Una piazza di spaccio virtuale è stata smantellata dagli agenti della Polizia di Stato, nel corso di un blitz effettuato, nei giorni scorsi, nel quartiere Picanello.
Durante una specifica attività di contrasto al traffico e allo spaccio di droga, i “falchi” della Squadra Mobile della Questura di Catania hanno notato la presenza sospetta di due giovani catanesi di 27 e 21 anni nei pressi di un rifornimento di carburante. Il 21enne, a bordo di uno scooter, è stato visto consegnare una somma di denaro al complice. Per fugare ogni sospetto, i poliziotti hanno effettuato un controllo, bloccando e perquisendo entrambi. Nella loro disponibilità sono stati trovati 11 involucri di marijuana, per un peso complessivo di circa 43 grammi, occultati in due calzari, riposti nel vano sottosella dello scooter, e una somma di denaro di 605 euro, in contanti, trovata addosso al 27enne, ritenuta provento dell’attività di spaccio di sostanze stupefacenti.

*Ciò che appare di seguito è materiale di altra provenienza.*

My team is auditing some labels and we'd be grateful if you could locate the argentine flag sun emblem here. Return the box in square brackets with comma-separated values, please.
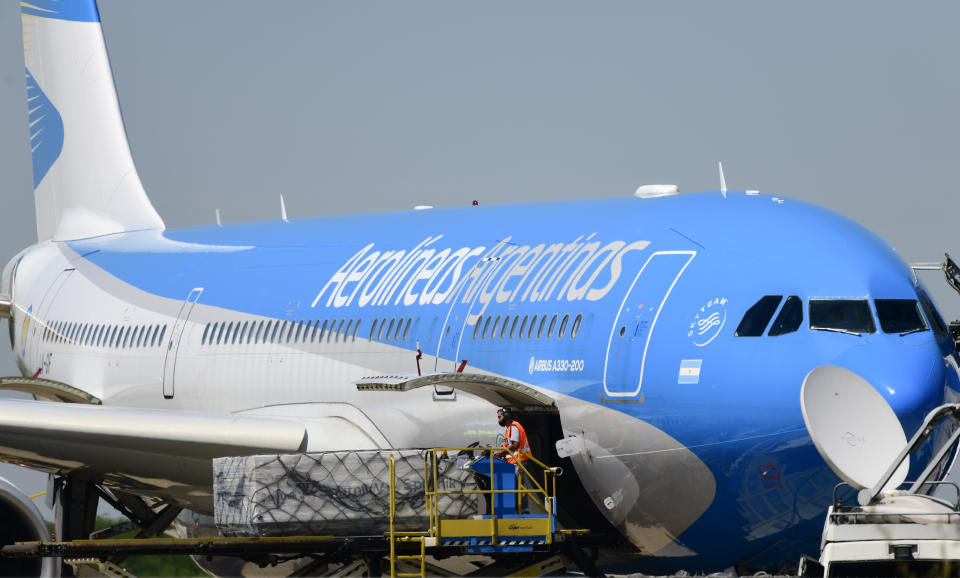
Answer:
[677, 359, 703, 384]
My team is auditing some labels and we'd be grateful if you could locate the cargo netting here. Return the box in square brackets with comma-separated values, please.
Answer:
[213, 450, 478, 536]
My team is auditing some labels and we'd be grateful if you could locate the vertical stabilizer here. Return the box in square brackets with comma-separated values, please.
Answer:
[20, 0, 163, 241]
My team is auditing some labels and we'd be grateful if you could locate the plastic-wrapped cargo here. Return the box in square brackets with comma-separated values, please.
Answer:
[213, 450, 478, 536]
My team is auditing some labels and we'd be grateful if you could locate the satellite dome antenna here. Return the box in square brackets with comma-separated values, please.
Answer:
[800, 365, 910, 491]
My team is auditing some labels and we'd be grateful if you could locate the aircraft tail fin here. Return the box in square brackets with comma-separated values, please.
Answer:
[20, 0, 164, 241]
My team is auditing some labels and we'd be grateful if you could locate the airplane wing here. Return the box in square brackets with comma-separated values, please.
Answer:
[0, 399, 308, 509]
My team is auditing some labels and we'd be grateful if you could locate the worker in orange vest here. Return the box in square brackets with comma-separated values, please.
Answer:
[494, 407, 536, 514]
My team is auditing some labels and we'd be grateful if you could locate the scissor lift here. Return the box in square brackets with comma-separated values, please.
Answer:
[2, 447, 602, 577]
[389, 447, 557, 577]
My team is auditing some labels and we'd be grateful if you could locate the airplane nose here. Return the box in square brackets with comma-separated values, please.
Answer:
[833, 343, 946, 437]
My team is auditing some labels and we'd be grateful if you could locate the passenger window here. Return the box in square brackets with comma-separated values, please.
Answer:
[767, 295, 803, 337]
[875, 299, 929, 335]
[480, 315, 493, 339]
[810, 299, 877, 335]
[736, 295, 783, 337]
[570, 313, 583, 339]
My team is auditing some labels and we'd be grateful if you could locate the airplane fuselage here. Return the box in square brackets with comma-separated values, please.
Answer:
[12, 193, 958, 568]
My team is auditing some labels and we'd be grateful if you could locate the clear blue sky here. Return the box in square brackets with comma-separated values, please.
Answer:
[0, 0, 960, 512]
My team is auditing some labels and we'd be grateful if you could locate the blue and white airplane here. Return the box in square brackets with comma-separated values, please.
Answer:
[0, 0, 960, 571]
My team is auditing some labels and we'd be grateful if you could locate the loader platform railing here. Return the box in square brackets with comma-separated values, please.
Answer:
[388, 447, 561, 576]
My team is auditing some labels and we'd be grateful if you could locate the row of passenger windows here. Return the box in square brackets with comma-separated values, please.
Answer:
[43, 321, 167, 349]
[200, 317, 419, 345]
[200, 319, 360, 345]
[734, 295, 929, 337]
[470, 313, 583, 339]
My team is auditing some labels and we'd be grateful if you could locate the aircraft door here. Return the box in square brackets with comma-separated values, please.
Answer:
[25, 268, 76, 371]
[603, 251, 696, 401]
[434, 241, 506, 371]
[163, 287, 203, 399]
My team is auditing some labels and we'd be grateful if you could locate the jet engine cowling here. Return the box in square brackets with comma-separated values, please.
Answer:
[0, 478, 57, 576]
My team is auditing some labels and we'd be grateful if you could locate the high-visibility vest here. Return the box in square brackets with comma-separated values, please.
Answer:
[503, 420, 530, 464]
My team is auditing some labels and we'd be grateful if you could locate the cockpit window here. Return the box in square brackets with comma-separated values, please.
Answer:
[917, 291, 949, 339]
[876, 299, 929, 335]
[767, 295, 803, 337]
[733, 295, 783, 337]
[810, 299, 877, 335]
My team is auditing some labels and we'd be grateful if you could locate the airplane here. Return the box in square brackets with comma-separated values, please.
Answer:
[0, 0, 960, 572]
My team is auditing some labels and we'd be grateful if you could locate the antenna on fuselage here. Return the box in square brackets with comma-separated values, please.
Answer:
[717, 162, 727, 199]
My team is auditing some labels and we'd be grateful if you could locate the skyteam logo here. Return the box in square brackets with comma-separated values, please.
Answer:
[687, 297, 727, 347]
[20, 305, 33, 357]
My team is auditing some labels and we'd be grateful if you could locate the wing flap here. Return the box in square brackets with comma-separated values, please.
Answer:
[0, 400, 307, 501]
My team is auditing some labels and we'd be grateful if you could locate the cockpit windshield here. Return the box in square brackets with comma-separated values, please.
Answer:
[876, 299, 929, 335]
[810, 299, 877, 335]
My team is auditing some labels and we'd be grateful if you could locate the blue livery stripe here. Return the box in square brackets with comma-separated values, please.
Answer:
[20, 0, 100, 22]
[27, 69, 63, 188]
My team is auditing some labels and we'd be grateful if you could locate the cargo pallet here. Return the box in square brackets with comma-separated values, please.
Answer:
[0, 447, 602, 577]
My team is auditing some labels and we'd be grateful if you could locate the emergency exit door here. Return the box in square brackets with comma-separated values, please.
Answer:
[603, 251, 696, 401]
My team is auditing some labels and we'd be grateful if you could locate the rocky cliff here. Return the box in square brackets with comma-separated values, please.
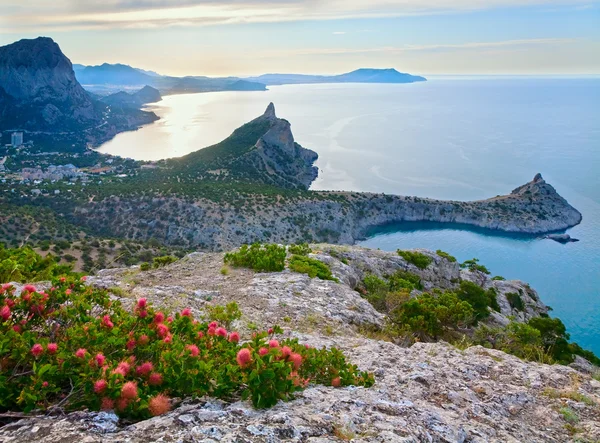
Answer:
[0, 245, 600, 443]
[0, 37, 102, 130]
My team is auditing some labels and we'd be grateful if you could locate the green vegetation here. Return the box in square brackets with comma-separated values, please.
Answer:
[435, 249, 456, 263]
[288, 243, 312, 255]
[506, 292, 525, 312]
[288, 255, 337, 281]
[0, 250, 374, 419]
[0, 243, 71, 283]
[224, 243, 287, 272]
[397, 249, 433, 269]
[460, 258, 490, 275]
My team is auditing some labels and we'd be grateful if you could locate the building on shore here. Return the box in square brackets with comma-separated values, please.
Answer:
[10, 132, 23, 148]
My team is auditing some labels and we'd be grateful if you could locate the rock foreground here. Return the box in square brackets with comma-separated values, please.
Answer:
[0, 245, 600, 443]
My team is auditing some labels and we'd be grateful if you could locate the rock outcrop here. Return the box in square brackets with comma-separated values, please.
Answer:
[0, 245, 600, 443]
[0, 37, 102, 130]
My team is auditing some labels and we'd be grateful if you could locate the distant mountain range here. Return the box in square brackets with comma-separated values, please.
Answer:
[75, 63, 426, 95]
[247, 68, 426, 85]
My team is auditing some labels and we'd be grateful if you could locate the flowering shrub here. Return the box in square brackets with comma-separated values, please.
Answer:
[0, 275, 374, 419]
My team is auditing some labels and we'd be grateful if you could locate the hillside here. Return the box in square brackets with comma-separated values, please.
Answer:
[0, 245, 600, 443]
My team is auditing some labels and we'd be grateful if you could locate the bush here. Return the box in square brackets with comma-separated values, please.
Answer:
[288, 255, 337, 281]
[506, 292, 525, 312]
[435, 249, 456, 263]
[397, 249, 433, 269]
[152, 255, 177, 268]
[288, 243, 312, 255]
[460, 258, 490, 275]
[0, 276, 374, 419]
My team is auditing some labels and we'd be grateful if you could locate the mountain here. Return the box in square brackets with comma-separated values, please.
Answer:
[246, 68, 426, 86]
[0, 37, 158, 150]
[168, 103, 318, 189]
[77, 63, 154, 86]
[100, 85, 162, 109]
[0, 37, 102, 131]
[75, 63, 266, 95]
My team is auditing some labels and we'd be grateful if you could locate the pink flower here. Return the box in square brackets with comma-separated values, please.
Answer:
[102, 315, 114, 329]
[31, 343, 44, 357]
[148, 372, 162, 386]
[121, 381, 137, 400]
[94, 379, 108, 394]
[148, 394, 171, 417]
[94, 353, 106, 367]
[281, 346, 292, 358]
[236, 348, 252, 368]
[290, 353, 302, 370]
[156, 323, 169, 338]
[135, 361, 154, 375]
[0, 305, 10, 321]
[75, 348, 87, 358]
[185, 345, 200, 357]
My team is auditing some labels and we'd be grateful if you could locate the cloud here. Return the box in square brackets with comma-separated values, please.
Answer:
[252, 38, 580, 58]
[0, 0, 590, 33]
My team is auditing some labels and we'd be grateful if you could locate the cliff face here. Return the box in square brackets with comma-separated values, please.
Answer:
[234, 103, 319, 189]
[0, 245, 600, 443]
[0, 37, 102, 130]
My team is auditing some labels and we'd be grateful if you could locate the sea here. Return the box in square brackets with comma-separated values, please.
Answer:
[99, 76, 600, 355]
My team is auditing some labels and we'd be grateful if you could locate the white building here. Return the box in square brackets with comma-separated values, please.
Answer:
[10, 132, 23, 148]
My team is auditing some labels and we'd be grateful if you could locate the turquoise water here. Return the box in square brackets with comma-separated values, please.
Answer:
[101, 77, 600, 354]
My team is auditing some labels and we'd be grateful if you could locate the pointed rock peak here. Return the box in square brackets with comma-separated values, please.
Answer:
[263, 102, 277, 118]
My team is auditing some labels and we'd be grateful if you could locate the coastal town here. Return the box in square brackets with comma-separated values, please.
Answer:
[0, 132, 145, 196]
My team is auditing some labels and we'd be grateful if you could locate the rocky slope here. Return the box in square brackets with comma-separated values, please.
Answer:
[74, 173, 581, 250]
[0, 37, 158, 143]
[0, 245, 600, 443]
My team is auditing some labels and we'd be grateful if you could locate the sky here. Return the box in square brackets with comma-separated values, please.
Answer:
[0, 0, 600, 76]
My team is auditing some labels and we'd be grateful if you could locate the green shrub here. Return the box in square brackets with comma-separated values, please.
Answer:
[152, 255, 177, 269]
[506, 292, 525, 312]
[224, 243, 287, 272]
[460, 258, 490, 275]
[288, 255, 337, 281]
[435, 249, 456, 263]
[397, 249, 433, 269]
[0, 275, 374, 419]
[288, 243, 312, 255]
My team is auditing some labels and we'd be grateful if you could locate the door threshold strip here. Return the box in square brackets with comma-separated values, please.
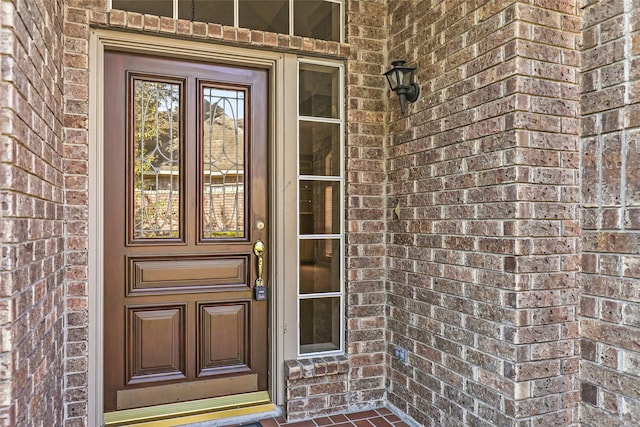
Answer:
[104, 391, 275, 427]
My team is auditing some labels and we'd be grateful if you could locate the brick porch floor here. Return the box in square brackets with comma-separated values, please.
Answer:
[222, 408, 409, 427]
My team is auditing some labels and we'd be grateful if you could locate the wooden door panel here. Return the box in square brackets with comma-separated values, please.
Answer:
[198, 302, 251, 376]
[104, 51, 269, 412]
[128, 256, 250, 295]
[127, 306, 187, 384]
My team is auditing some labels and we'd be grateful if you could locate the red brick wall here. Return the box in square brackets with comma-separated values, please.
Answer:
[580, 0, 640, 425]
[0, 0, 65, 426]
[387, 0, 580, 426]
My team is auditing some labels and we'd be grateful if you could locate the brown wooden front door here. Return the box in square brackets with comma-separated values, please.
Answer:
[104, 52, 269, 412]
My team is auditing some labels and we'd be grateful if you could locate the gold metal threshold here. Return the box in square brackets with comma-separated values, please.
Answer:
[104, 391, 275, 427]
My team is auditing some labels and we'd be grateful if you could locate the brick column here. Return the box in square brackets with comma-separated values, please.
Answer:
[387, 1, 579, 426]
[0, 0, 65, 427]
[580, 0, 640, 426]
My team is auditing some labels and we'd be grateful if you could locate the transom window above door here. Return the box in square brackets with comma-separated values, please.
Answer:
[111, 0, 343, 41]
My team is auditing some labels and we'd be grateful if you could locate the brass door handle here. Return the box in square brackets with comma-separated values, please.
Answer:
[253, 239, 265, 286]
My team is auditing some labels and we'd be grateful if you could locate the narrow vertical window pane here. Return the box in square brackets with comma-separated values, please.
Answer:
[299, 64, 340, 118]
[132, 80, 182, 239]
[300, 181, 340, 235]
[178, 0, 233, 26]
[299, 120, 340, 176]
[111, 0, 173, 16]
[238, 0, 289, 34]
[300, 297, 340, 354]
[293, 0, 340, 41]
[300, 239, 342, 294]
[201, 87, 245, 239]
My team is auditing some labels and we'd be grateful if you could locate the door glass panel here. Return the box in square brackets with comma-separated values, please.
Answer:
[238, 0, 289, 34]
[132, 79, 182, 239]
[293, 0, 340, 41]
[300, 239, 341, 294]
[300, 120, 340, 176]
[111, 0, 173, 16]
[178, 0, 233, 26]
[300, 181, 340, 234]
[298, 63, 340, 118]
[201, 87, 245, 239]
[300, 297, 340, 354]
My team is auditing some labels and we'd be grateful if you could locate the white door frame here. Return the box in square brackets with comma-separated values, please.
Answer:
[88, 29, 297, 426]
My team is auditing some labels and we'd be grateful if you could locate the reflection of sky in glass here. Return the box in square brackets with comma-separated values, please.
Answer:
[205, 88, 244, 120]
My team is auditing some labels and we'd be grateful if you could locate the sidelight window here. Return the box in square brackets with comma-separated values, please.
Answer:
[298, 61, 344, 357]
[111, 0, 343, 41]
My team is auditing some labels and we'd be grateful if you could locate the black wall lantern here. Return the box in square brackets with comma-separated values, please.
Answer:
[384, 59, 420, 116]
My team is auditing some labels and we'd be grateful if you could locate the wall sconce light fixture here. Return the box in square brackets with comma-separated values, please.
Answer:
[384, 59, 420, 116]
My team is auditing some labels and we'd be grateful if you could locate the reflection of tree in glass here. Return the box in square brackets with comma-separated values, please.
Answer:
[133, 80, 180, 238]
[202, 88, 244, 238]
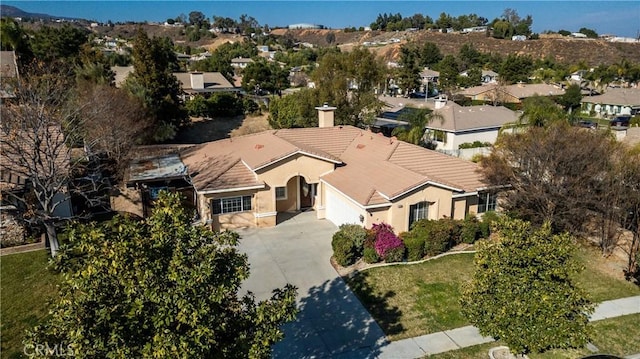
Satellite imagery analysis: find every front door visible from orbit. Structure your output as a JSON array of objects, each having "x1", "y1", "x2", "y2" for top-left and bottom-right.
[{"x1": 300, "y1": 176, "x2": 316, "y2": 209}]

Dalle indagini è emerso che i due stavano gestendo una vera e propria piazza di spaccio, organizzata in modo innovativo dal punto di vista tecnologico. In particolare, la gestione, coordinata nei dettagli dal 27enne, prevedeva l’acquisizione delle richieste dei clienti tramite piattaforme di messaggistiche e utenze telefoniche, sostituite di frequente nel tentativo di farsi scoprire. Il 21enne, invece, operava come “rider”, effettuando le consegne nelle diverse zone della città per poi affidare i proventi delle vendite al 27enne, al termine del “turno lavorativo”.
A conclusione dell’attività di polizia giudiziaria, gli agenti della Squadra Mobile hanno arrestato i due pusher in quanto ritenuti responsabili in concorso del reato di detenzione ai fini di spaccio di sostanza stupefacente, ferma restando la presunzione d’innocenza degli indagati valevole ora e fino a condanna definitiva.
Come disposto dall’Autorità Giudiziaria, entrambi sono stati sottoposti agli arresti domiciliari, in attesa del giudizio di convalida.